Se utilizan fijadores cuyas cualidades deben ser: deben ser capaz de detener los
procesos autolíticos, buen poder de penetración, deben conservar lo más fielmente la
estructura del tejido, no interferir los procesos posteriores, endurecer el tejido y darle
mayor consistencia, insolubilizar lo componentes del tejido, no producir estructuras
artificiales.
Los fijadores a su vez se clasifican en:
 Fijadores químicos: son los más empleados y pueden ser:
o Simples: constituidos por una sola sustancia.

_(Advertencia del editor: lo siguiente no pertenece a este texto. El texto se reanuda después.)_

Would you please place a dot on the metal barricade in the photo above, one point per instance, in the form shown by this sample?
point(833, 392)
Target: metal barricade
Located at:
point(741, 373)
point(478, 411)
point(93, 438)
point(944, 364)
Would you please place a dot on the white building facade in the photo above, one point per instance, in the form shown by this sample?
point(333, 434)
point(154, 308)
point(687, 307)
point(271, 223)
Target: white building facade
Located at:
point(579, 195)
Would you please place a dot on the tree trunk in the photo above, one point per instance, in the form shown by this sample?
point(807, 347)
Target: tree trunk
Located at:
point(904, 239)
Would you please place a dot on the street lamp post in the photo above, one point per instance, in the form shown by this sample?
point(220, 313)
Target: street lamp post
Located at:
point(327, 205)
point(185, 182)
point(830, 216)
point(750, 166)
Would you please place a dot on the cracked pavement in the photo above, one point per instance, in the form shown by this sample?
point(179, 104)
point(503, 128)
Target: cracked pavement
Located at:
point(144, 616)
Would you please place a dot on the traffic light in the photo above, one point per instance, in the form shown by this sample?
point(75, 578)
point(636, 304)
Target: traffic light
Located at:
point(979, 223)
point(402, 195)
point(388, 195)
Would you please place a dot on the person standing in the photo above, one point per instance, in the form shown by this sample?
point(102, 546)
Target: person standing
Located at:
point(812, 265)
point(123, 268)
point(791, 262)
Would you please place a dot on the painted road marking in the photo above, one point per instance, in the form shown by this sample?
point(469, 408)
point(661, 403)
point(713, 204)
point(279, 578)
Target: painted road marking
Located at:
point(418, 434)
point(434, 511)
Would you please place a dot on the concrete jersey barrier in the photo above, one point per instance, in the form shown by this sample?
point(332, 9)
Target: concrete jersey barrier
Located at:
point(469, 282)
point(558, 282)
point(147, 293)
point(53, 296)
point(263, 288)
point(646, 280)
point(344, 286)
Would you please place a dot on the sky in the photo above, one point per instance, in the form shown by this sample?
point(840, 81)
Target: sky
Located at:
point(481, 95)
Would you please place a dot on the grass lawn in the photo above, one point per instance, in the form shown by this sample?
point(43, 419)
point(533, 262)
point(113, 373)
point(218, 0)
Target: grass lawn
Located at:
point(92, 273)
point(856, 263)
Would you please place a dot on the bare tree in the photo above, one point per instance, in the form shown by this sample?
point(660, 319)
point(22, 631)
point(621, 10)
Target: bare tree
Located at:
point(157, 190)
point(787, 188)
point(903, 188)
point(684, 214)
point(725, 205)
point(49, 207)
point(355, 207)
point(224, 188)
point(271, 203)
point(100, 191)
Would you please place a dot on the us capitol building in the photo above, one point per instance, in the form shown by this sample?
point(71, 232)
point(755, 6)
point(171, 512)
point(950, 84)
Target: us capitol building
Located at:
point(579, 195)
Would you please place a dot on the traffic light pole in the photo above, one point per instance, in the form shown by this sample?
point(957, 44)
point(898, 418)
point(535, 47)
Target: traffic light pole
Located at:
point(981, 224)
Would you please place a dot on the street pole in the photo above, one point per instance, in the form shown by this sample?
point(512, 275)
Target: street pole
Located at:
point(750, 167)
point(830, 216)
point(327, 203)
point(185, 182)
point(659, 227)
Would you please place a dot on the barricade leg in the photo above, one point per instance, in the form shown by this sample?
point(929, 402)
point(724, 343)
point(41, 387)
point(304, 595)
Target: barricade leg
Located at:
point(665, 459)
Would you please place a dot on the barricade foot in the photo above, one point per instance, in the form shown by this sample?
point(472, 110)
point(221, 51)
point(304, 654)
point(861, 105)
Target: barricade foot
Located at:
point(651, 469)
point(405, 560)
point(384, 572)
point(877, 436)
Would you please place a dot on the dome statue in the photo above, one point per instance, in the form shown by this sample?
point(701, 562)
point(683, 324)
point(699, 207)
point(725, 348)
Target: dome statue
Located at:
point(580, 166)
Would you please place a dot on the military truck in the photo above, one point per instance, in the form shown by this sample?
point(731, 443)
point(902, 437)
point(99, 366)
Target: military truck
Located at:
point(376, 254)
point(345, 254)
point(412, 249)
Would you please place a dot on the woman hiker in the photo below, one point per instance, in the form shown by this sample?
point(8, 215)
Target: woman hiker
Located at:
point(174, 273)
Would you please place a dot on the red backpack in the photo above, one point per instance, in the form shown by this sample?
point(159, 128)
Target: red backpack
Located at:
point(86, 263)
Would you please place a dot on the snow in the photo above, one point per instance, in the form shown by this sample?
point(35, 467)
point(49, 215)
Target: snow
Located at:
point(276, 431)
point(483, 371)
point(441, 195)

Ej: formol al 10% (es muy
usado), aldehído glutárico o glutaraldehído, acetona en frio, tetróxido de
osmio, alcohol etílico absoluto, alcohol metílico, bicloruro de mercurio,
bicromato de potasio.
o Compuestos o mezclas fijadoras: constituidos por varias sustancias. Ej:
Liquido de Flemming (mezcla cromo-osmio-acética) para estudios
citológicos; Liquido de Zenker (mezcla bicromato-sublimado-acética)
recomendado en estudios corrientes; Liquido de Bouin (mezcla picro-
formol-acética). Es muy penetrable.
 Fijadores físicos: puede ser por congelación y desecación (Método de Altmann
Gersh), por calor seco, calor húmedo o frio.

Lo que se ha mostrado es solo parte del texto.